Also ...   ich hab bisher immer alles gefunden was ich brauchte.  Der Unterschied zwischen 400 000 und 1 400 000 Apps ist hauptsächlich der ganze Schrott, der sich immer irgendwann in jedem App-Store ansammelt.


Dazu kommt als Killer-Argument, dass mit dem Release von Windows 10 im Sommer auch iOS und Android Apps auf Windows laufen werden.  
Dazu kommen dann noch die Apps, die bisher Desktop-PC-exklusiv waren.


----------



## Drazor (12. Mai 2015)

Wie geht das das IOS und Android apps laufen?


----------



## Stryke7 (13. Mai 2015)

Drazor schrieb:


> Wie geht das das IOS und Android apps laufen?



Ich vermute mal dass das intern über eine Virtualisierung geregelt wird.  

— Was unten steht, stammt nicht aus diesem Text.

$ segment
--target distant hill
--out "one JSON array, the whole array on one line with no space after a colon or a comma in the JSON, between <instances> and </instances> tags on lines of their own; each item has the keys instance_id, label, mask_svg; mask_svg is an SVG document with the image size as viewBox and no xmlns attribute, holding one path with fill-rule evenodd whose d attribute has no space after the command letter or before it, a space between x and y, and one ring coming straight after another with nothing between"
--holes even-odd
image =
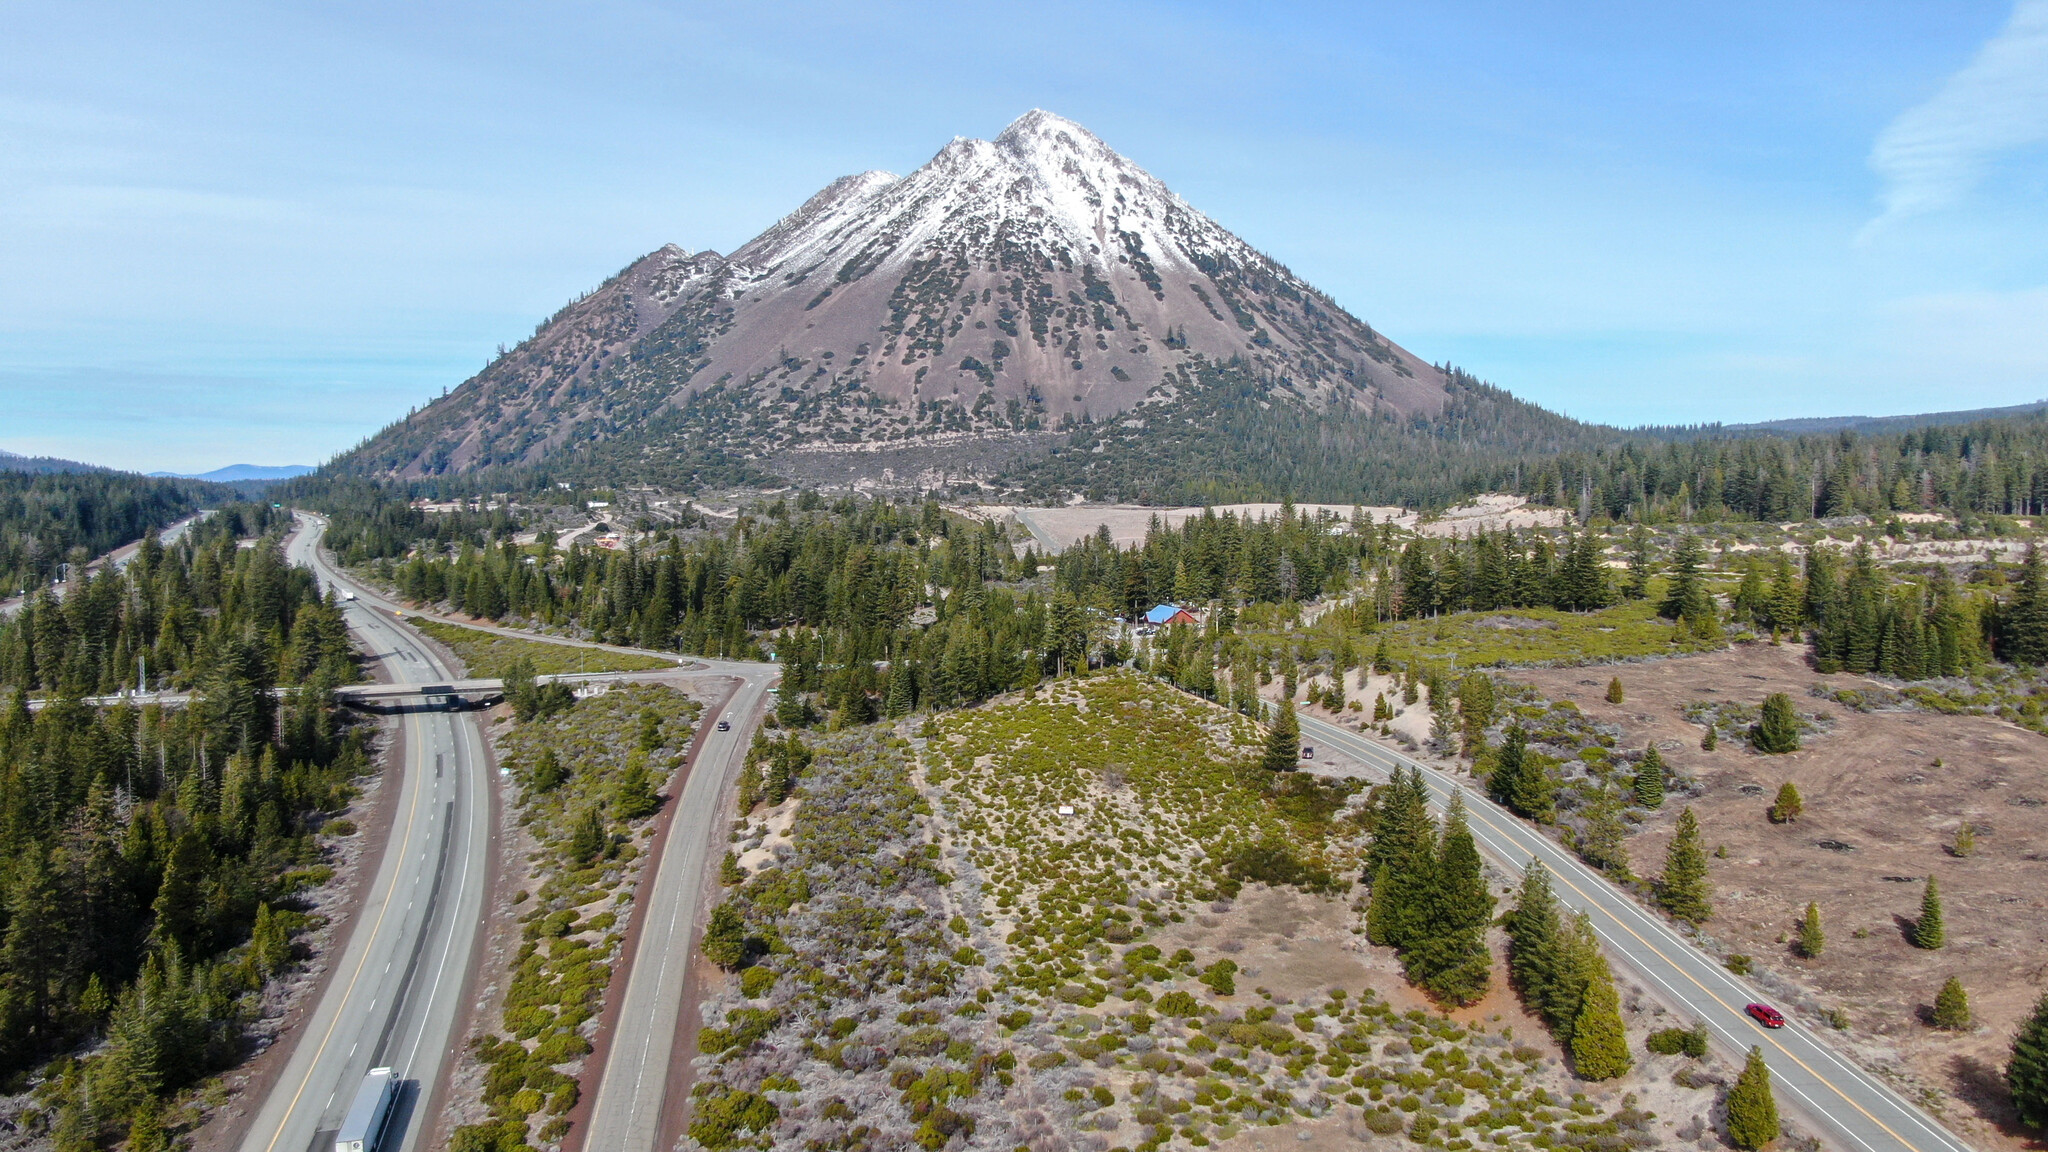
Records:
<instances>
[{"instance_id":1,"label":"distant hill","mask_svg":"<svg viewBox=\"0 0 2048 1152\"><path fill-rule=\"evenodd\" d=\"M216 484L232 484L237 480L290 480L313 471L310 464L230 464L215 468L211 472L151 472L151 476L168 477L177 480L211 480Z\"/></svg>"},{"instance_id":2,"label":"distant hill","mask_svg":"<svg viewBox=\"0 0 2048 1152\"><path fill-rule=\"evenodd\" d=\"M1913 428L1948 428L2043 413L2048 413L2048 400L2011 404L2003 408L1961 408L1952 412L1915 412L1904 416L1806 416L1793 420L1760 420L1753 424L1689 424L1633 431L1660 439L1679 440L1717 436L1815 436L1829 432L1905 432Z\"/></svg>"},{"instance_id":3,"label":"distant hill","mask_svg":"<svg viewBox=\"0 0 2048 1152\"><path fill-rule=\"evenodd\" d=\"M21 456L13 452L0 451L0 472L108 472L97 464L81 464L76 460L61 460L55 456Z\"/></svg>"}]
</instances>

So würde man es auf einem normalen PC machen.  Und die aktuellen Handys unterscheiden sich von einem normalen PC nur noch im Betriebssystem, was Microsoft ja nun ändern wird. 

Im Detail muss man dann schauen wie gut es läuft, ich würde erwarten dass anspruchsvolle Spiele etwas weniger performant laufen. Ansonsten dürfte das aber recht problemlos gehen. 

Aktuell würde ich vermuten, dass sie dafür Hyper-V entsprechend anpassen ...  aktuell unterstützen sie offiziell nur eine handvoll Linux und BSD Distributionen,  Android brauchte bisher eine andere VM.


Der letzte interessante Punkt dürfte wohl die Meinung von Google und Apple zum Thema sein.  Ohne eine offizielle API zu den App-Stores wäre das ganze natürlich nicht praxistauglich, weshalb die Vermutung nahe liegt dass sie sich darüber  bereits geeinigt haben. 
Wäre aber mal interessant zu wissen, wie diese sich dafür bezahlen lassen, oder ob ihnen der Mehrumsatz allein ausreicht.


----------



## claster17 (13. Mai 2015)

Soweit ich das verstanden habe, hat Microsoft nur Werkzeuge bereitgestellt, die das Portieren von Android-/iOS-Apps stark vereinfacht. Von direkter Unterstützung war nicht die Rede


----------



## Soldat0815 (13. Mai 2015)

Stryke7 schrieb:


> Zukunftssicher ist derzeit ausschließlich Windows, da es unbeschränkt lange Updates bekommt.



Hast du dafür auch ne Quelle?



Maqama schrieb:


> Das LG G2 war das Flagschiff , das erst Ende 2013 auf den markt kam.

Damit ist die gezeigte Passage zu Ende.